Responsibletravel.com, a travel agent that specialises in responsible holidays, has announced that it will no longer give its customers the opportunity to offset their carbon emissions.

Nothing to stop people buying them independently of course, but I’ll give them credit for being up front about the reasons why they don’t think it’s a good idea.

“We believe that the travel industry’s priority must be to reduce carbon emissions, rather than to offset,” said Justin Francis, managing director of responsibletravel.com. “Too often offsets are being used by the tourism industry in developed countries to justify growth plans on the basis that money will be donated to projects in developing countries. Global reduction targets will not be met this way.”

Francis said that holidaymakers should look to reduce their emissions by flying less, travelling by train or taking holidays closer to home, as well as making carbon reductions in other areas of our lifestyles.
“There is no hiding the fact that tourists will continue to want to visit destinations requiring a flight, and that tourism contributes to livelihoods, local economic development and the conservation of the world’s cultural and natural heritage. We will continue to offer a more responsible choice of overseas holiday so that when tourists do fly they can ‘make their holiday count’ by choosing a more responsible holiday.”

Fair play to you, mate, though I’m not so sure it’s a great business move. If you’re successful in persuading your customers they ought to stop being your customers. It sounds a bit like Thomas Cook suggesting that people don’t put up with the hell of flying and spend two weeks at home playing Monopoly each summer. I know you talk about holidaying at home or without going long haul but who needs a travel agent to sort out a holiday in Cornwall? I admire your honesty, Justin, but don’t be surprised if your staff are all secretly job hunting right now.

Incidentally, the same article quotes Friends of the Earth as saying offsetting creates “… a ‘medieval pardon’ for us to carry on behaving in the same way (or worse).” Sooner or later I was bound to agree with them again on something.

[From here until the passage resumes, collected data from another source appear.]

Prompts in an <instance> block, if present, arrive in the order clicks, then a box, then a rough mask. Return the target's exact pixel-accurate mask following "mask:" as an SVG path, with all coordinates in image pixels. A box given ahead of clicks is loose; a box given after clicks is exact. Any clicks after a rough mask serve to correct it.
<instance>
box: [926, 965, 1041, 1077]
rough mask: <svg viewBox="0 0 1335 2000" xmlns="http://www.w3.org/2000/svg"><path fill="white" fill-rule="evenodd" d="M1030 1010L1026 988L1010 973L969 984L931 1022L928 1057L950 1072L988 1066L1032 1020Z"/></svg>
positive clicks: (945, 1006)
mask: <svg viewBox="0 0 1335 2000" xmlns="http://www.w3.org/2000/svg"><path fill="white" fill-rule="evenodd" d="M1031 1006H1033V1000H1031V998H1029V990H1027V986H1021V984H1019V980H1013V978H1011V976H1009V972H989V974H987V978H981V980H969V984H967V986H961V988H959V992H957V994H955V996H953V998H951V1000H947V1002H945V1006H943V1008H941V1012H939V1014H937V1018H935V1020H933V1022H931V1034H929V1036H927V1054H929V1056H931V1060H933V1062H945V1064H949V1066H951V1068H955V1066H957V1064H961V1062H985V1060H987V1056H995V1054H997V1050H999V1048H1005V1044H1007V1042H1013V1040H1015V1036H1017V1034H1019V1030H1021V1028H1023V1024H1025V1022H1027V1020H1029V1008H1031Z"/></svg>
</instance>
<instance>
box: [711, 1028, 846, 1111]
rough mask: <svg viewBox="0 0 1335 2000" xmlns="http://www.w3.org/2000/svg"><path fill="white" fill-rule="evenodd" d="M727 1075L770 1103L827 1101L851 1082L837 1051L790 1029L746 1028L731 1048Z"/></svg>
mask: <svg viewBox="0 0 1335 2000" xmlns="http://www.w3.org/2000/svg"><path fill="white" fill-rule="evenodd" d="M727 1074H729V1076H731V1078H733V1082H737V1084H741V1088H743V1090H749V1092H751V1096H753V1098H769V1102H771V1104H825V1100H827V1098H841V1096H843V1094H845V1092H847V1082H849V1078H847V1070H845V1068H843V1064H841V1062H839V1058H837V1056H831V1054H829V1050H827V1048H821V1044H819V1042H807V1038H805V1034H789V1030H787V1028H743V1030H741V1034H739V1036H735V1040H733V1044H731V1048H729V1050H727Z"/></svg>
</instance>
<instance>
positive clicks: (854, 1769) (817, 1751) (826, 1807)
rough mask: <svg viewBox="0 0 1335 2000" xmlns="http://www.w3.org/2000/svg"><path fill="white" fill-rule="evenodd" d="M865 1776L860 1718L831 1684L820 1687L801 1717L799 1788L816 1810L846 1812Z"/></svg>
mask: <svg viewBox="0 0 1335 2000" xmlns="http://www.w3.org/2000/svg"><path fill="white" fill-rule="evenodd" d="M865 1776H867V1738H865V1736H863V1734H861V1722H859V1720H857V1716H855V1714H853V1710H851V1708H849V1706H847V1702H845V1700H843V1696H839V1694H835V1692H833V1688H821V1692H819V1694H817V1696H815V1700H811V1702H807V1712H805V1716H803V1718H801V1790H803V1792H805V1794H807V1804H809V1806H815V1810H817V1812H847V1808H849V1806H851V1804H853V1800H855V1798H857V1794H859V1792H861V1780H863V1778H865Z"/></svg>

The importance of reading instructions.

This morning I bought a short six outlet power board, or for those who speak English rather than strine a six gang extension lead. My god but it turned out to be hard to use. It took me half the afternoon of looking at it and scratching my head and even consulting with a couple of other people and we still couldn’t see how the hell it was possible to actually plug the damn thing into the wall socket. Happily we solved the problem when we eventually noticed that the manufacturers had kindly printed some instructions that were visible through the back of the sealed plastic packaging it came in.
No shit? All we had to do was take it out of the packaging and then it could be plugged in? So that’s what we were all doing wrong all that time. Thanks for that, because we might have never fucking figured it out ourselves.